IPTL and 'traditional' tennis can co-exist: Carlos Moya
The innovative rules and format of the International Premier Tennis League (IPTL) may have struck a chord with the Asian fans, generally starved of top-level action, but former World No.1 Carlos Moya believes the 'traditional' sport will stick to its conventional rules, though the inaugural tournament will 'co-exist' and thrive alongside the existing order.
New Delhi: The innovative rules and format of the International Premier Tennis League (IPTL) may have struck a chord with the Asian fans, generally starved of top-level action, but former World No.1 Carlos Moya believes the 'traditional' sport will stick to its conventional rules, though the inaugural tournament will 'co-exist' and thrive alongside the existing order.
"Top players are trying out different things but tennis is a traditional sport. But ATP and IPTL have their respective places in tennis and can co-exist together," Moya, coach of the Manila Mavericks playing in the ITPL told IANS on the sidelines of the Delhi leg of the competition.
The clay-court specialist, however, gave a thumbs up to the tweaks the compeition has introduced into the game said the concept is 'exciting'.
Spain's former Davis Cup captain, Moya, was dragged into a controversy two months prior to his new coaching role when, after his resignation from Spanish duty, ex-female tennis star Gala Leon was named as his successor.
It's been over two months since her appointment erupted into a huge controversy and Moya said the tennis authorities could have avoided a needless controversy by taking the players into confidence before appointing her.
"I think the players are upset with the way the appointment was made," he said.
"Their grouse is they came to know of her appointment through the media, not from the Spanish Tennis Federation (RFET) beforehand. That way it could have avoided the controversy."
The surprise move triggered off a huge countrywide controversy with several former and active Spanish players and coaches disapproving it.
One of the worries expressed by Rafael Nadal's uncle and coach Tony Nadal was her facing a "logistical" problem in entering a men's locker room.
Leon was quick to point out that she would simply "knock on the door" to make sure players were clothed before entering, adding that she was not there to create a sexist debate but to bring back the Davis Cup to Spain.
She is the fifth woman to coach a Davis Cup side, according to the International Tennis Federation (ITF), and her appointment comes in the wake of female coaches getting into the hitherto men's domain.
Andy Murray hired former Grand Slam champion Amelie Mauresmo of France as his coach earlier in the year, and then the popular NBA team San Antonio Spurs brought in former Women's National Basketball Association (WNBA) player Becky Hammon as an assistant coach.
Moya said there was no urgency to take the decision as Spain's next Davis Cup tie was some seven months away in July. He quit the national team when they were relegated from the elite World Group for the first time in 18 years after a playoff loss against Brazil.

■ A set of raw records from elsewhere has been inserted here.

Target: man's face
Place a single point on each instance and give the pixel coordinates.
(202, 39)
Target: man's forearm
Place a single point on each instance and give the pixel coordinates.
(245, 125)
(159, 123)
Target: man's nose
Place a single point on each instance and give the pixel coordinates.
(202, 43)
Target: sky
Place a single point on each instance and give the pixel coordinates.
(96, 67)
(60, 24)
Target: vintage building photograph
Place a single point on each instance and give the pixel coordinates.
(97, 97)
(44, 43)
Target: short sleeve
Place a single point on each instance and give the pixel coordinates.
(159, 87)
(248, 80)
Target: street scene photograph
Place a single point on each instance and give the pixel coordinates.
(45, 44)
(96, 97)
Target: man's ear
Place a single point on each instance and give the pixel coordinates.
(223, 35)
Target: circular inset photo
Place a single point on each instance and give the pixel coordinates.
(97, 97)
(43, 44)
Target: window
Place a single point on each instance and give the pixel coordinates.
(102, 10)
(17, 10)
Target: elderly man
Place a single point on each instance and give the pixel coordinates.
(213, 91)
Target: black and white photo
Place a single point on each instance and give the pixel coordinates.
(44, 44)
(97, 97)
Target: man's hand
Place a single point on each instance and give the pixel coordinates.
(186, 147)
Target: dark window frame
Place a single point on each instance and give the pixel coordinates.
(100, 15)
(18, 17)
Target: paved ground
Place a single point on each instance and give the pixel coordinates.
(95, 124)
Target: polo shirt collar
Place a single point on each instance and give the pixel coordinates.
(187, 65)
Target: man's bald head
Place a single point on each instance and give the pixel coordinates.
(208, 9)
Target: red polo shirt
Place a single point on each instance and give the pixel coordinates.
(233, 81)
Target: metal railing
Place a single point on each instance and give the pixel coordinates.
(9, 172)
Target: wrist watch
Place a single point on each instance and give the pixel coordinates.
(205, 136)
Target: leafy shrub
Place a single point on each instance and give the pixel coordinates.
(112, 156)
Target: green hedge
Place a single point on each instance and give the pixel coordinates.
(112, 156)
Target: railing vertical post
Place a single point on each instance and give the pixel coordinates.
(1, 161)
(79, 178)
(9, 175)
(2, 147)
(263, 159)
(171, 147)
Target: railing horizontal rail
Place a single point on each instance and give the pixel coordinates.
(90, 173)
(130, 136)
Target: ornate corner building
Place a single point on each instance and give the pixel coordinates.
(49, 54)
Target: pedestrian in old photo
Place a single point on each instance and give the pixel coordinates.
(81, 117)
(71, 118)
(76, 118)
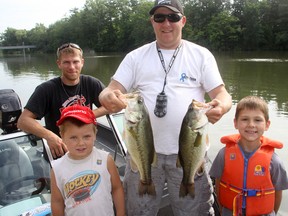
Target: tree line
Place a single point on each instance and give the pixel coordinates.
(123, 25)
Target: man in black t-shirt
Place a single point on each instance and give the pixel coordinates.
(50, 97)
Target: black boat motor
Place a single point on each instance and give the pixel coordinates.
(10, 110)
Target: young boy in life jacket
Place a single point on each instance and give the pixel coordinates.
(85, 181)
(249, 175)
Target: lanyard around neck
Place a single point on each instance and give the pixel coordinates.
(170, 63)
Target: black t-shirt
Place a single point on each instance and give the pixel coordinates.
(50, 97)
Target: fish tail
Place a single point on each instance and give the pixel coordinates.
(147, 188)
(186, 189)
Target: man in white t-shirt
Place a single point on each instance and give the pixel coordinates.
(169, 73)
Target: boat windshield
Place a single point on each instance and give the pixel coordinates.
(25, 176)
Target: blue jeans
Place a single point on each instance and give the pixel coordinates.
(166, 171)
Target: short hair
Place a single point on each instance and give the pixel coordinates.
(252, 103)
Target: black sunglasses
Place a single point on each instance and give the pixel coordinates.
(159, 18)
(64, 46)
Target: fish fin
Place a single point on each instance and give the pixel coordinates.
(178, 163)
(207, 140)
(146, 188)
(186, 189)
(155, 160)
(133, 165)
(198, 140)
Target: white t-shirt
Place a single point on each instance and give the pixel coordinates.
(85, 184)
(193, 73)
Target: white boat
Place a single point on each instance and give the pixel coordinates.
(25, 173)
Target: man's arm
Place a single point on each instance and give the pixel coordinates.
(112, 97)
(28, 123)
(221, 102)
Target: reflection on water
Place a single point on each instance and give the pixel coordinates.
(262, 74)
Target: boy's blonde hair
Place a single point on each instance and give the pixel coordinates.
(252, 103)
(78, 123)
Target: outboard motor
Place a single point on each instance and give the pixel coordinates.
(10, 110)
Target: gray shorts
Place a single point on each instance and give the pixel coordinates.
(166, 171)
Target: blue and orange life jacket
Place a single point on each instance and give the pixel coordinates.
(246, 182)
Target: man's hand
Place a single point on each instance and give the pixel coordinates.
(112, 97)
(57, 147)
(216, 112)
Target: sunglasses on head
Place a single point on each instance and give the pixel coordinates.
(159, 18)
(64, 46)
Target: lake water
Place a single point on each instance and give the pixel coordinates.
(264, 74)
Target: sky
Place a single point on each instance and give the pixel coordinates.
(25, 14)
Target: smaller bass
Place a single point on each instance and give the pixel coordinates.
(193, 141)
(138, 137)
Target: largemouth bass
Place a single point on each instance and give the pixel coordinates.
(138, 137)
(193, 141)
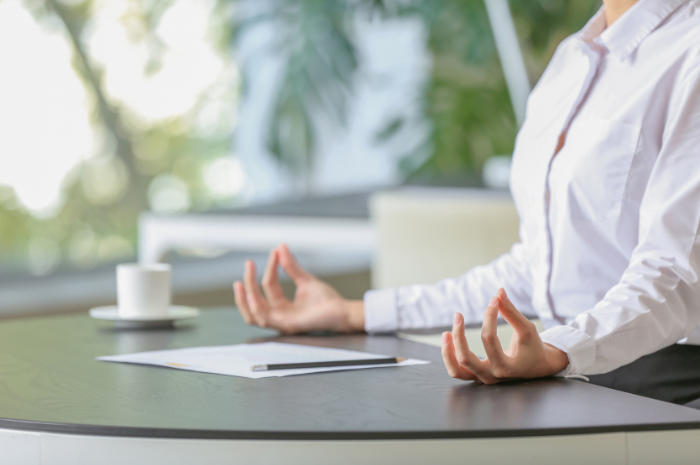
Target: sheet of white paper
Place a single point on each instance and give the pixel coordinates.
(236, 360)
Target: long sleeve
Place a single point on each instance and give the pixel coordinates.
(657, 300)
(431, 306)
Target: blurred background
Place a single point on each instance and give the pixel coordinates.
(180, 108)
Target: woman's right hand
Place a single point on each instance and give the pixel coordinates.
(316, 305)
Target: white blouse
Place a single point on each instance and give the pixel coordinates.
(609, 251)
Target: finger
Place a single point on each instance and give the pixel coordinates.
(454, 369)
(512, 316)
(498, 361)
(270, 281)
(256, 302)
(460, 339)
(466, 358)
(291, 266)
(241, 303)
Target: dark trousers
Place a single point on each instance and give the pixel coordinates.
(671, 374)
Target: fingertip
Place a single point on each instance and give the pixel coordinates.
(446, 336)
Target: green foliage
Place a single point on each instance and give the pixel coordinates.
(465, 100)
(103, 196)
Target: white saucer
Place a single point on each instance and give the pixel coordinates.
(175, 313)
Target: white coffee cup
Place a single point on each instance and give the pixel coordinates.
(143, 290)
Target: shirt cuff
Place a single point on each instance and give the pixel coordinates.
(381, 315)
(579, 346)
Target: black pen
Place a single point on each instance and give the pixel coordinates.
(336, 363)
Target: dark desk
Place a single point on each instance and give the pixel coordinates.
(51, 387)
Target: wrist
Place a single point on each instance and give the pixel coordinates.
(355, 315)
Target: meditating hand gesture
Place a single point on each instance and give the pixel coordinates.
(316, 305)
(527, 357)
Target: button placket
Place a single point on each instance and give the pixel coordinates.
(544, 302)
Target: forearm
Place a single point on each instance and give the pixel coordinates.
(432, 306)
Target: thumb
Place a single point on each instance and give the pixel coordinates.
(512, 316)
(291, 266)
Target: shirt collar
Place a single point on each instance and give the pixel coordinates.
(625, 34)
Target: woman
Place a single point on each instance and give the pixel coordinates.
(606, 180)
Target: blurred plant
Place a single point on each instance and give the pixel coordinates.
(183, 162)
(466, 99)
(141, 164)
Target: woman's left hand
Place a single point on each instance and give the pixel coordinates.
(528, 356)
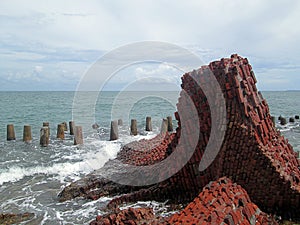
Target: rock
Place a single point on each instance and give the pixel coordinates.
(7, 219)
(134, 216)
(221, 202)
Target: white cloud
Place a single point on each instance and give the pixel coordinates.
(40, 30)
(38, 69)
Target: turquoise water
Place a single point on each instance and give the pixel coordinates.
(32, 176)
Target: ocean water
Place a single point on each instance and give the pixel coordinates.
(32, 176)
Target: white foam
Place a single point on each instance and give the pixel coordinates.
(92, 160)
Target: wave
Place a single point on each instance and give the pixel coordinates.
(79, 162)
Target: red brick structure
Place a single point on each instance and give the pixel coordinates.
(252, 154)
(220, 202)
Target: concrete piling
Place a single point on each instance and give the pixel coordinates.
(164, 126)
(71, 126)
(78, 137)
(283, 121)
(114, 133)
(148, 123)
(170, 123)
(44, 136)
(11, 135)
(47, 124)
(65, 126)
(133, 127)
(120, 122)
(60, 131)
(27, 137)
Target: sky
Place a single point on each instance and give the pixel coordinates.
(51, 45)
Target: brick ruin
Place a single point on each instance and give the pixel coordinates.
(253, 153)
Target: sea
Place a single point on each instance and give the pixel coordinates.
(32, 176)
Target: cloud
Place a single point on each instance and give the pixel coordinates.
(78, 32)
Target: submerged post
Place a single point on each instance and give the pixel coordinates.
(78, 137)
(11, 135)
(46, 124)
(44, 136)
(120, 122)
(133, 127)
(27, 137)
(164, 126)
(60, 131)
(65, 126)
(71, 126)
(114, 133)
(283, 121)
(170, 123)
(148, 123)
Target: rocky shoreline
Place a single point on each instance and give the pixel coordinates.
(254, 162)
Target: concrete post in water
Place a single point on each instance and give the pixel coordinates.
(148, 123)
(78, 137)
(11, 135)
(164, 126)
(44, 136)
(170, 123)
(71, 126)
(27, 137)
(65, 126)
(273, 120)
(133, 127)
(114, 133)
(283, 121)
(46, 124)
(292, 120)
(60, 131)
(120, 122)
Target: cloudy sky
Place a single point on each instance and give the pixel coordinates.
(50, 45)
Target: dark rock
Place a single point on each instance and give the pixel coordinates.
(7, 219)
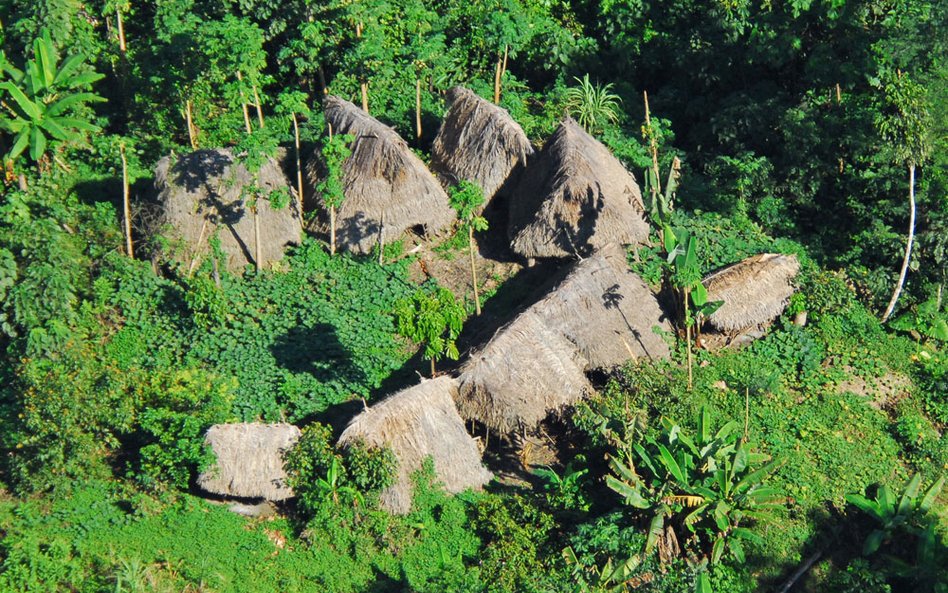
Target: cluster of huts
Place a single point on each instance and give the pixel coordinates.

"I feel there was no rush. Our next tie is in July. The federation, maybe, could have talked to the players, taken their inputs," the former World No.1 said.
"The federation should have taken a note of what they think. The players are the best judge to tell if she is up to the job."

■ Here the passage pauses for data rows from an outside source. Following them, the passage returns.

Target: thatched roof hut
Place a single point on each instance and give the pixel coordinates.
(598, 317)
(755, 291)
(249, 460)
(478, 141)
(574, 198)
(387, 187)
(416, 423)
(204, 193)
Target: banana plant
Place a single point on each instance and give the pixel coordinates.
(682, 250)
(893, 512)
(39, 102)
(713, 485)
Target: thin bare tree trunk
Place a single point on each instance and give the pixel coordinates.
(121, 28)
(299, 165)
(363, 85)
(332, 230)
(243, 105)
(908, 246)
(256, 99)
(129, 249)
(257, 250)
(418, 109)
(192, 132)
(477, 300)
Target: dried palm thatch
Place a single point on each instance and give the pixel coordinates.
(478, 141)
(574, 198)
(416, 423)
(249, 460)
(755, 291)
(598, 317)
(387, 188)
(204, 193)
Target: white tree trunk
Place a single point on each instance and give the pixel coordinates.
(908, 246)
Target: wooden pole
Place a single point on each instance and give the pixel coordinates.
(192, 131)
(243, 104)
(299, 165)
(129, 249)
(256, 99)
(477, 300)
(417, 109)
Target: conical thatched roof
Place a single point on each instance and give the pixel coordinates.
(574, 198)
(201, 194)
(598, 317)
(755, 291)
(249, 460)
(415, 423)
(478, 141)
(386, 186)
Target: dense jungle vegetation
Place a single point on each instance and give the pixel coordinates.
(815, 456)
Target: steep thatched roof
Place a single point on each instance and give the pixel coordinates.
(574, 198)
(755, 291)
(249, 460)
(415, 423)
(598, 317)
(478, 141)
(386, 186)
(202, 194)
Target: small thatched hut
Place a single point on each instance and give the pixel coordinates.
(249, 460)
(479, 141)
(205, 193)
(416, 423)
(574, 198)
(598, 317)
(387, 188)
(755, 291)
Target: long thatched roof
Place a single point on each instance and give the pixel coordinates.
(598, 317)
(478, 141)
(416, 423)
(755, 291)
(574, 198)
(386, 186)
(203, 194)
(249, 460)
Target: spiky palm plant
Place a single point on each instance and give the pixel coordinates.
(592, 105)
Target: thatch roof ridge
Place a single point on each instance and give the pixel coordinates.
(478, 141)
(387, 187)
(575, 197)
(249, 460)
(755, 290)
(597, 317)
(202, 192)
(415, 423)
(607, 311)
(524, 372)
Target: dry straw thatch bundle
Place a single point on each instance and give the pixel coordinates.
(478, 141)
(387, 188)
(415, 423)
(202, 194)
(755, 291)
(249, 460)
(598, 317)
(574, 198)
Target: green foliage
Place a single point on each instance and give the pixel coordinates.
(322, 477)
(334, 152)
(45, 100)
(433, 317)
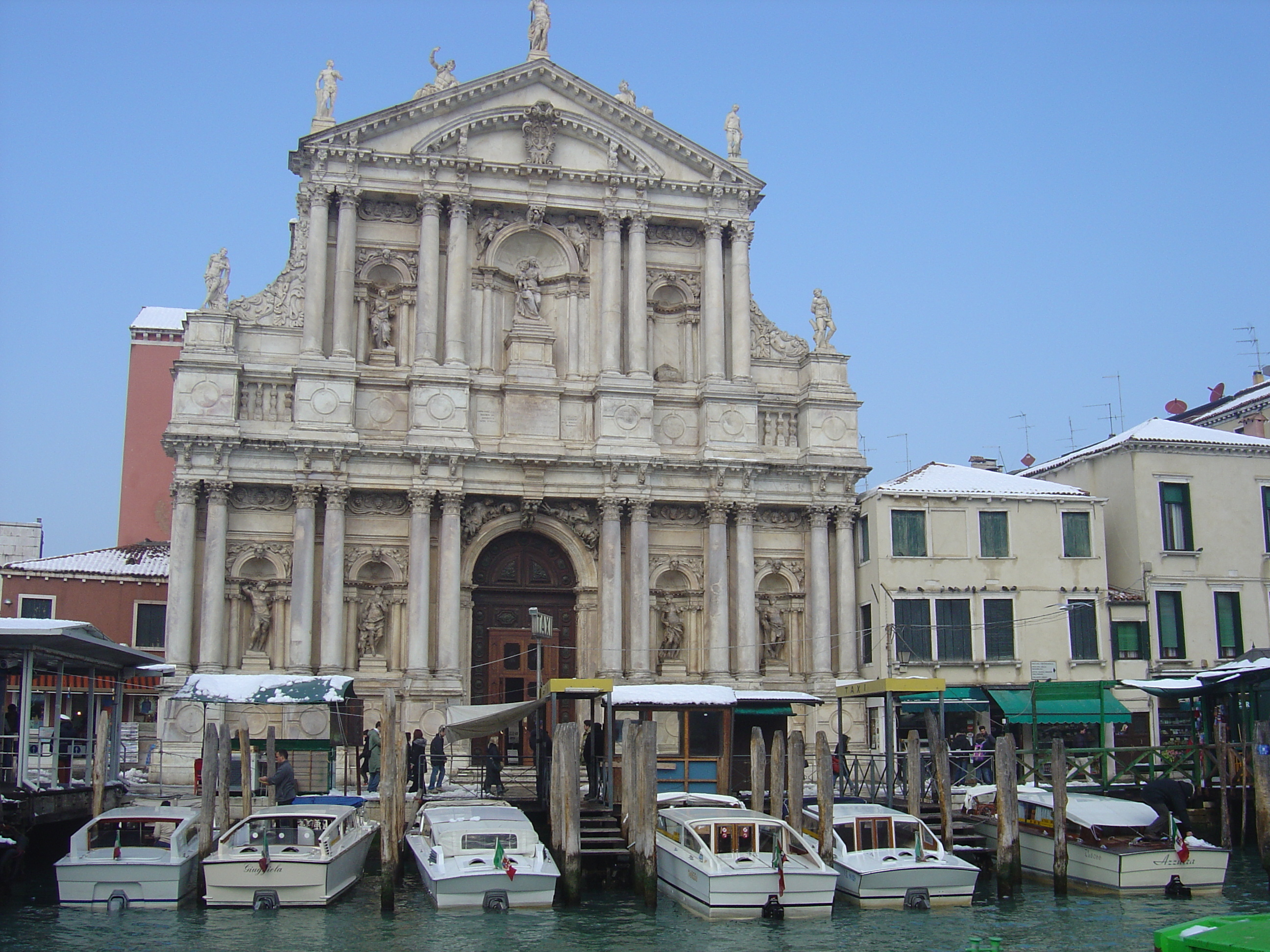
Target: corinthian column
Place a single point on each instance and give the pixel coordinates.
(818, 593)
(181, 577)
(742, 233)
(747, 616)
(300, 649)
(449, 588)
(611, 299)
(711, 303)
(332, 661)
(211, 629)
(642, 655)
(417, 608)
(458, 286)
(316, 273)
(346, 263)
(718, 662)
(430, 280)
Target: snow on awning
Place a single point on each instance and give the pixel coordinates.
(266, 689)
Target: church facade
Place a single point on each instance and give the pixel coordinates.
(512, 362)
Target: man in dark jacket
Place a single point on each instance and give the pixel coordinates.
(1168, 799)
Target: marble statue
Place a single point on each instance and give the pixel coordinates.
(370, 629)
(732, 126)
(327, 91)
(822, 322)
(218, 280)
(262, 619)
(540, 26)
(529, 295)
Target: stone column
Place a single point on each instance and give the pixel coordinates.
(747, 616)
(316, 273)
(181, 577)
(742, 233)
(610, 589)
(300, 649)
(332, 661)
(421, 578)
(211, 627)
(458, 287)
(639, 625)
(611, 299)
(711, 303)
(430, 280)
(636, 297)
(849, 661)
(449, 587)
(718, 662)
(346, 262)
(818, 593)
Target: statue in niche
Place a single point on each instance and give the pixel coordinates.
(218, 280)
(370, 629)
(822, 322)
(672, 633)
(262, 618)
(732, 126)
(771, 622)
(529, 295)
(327, 91)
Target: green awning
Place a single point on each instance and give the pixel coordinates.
(1074, 702)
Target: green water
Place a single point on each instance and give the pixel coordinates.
(611, 919)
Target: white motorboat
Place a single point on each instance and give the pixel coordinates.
(1104, 842)
(891, 858)
(482, 854)
(138, 856)
(728, 862)
(303, 855)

Spain will compete in Europe/Africa Zone Group I for the first time since 1996 and will face either Russia or Denmark in the second round after receiving a bye in the first round. Spain have won the competition five times in the last decade.
The 38-year-old also spoke of his belief that the injured Nadal will return to action next year a lot fitter. He shot down suggestions that it was difficult for the left hander to return to his Grand-Slam winning glory days following a series of injuries.
"We will have Nadal for at least three-four years at the top level. I am sure of that," the 1998 French Open champion said.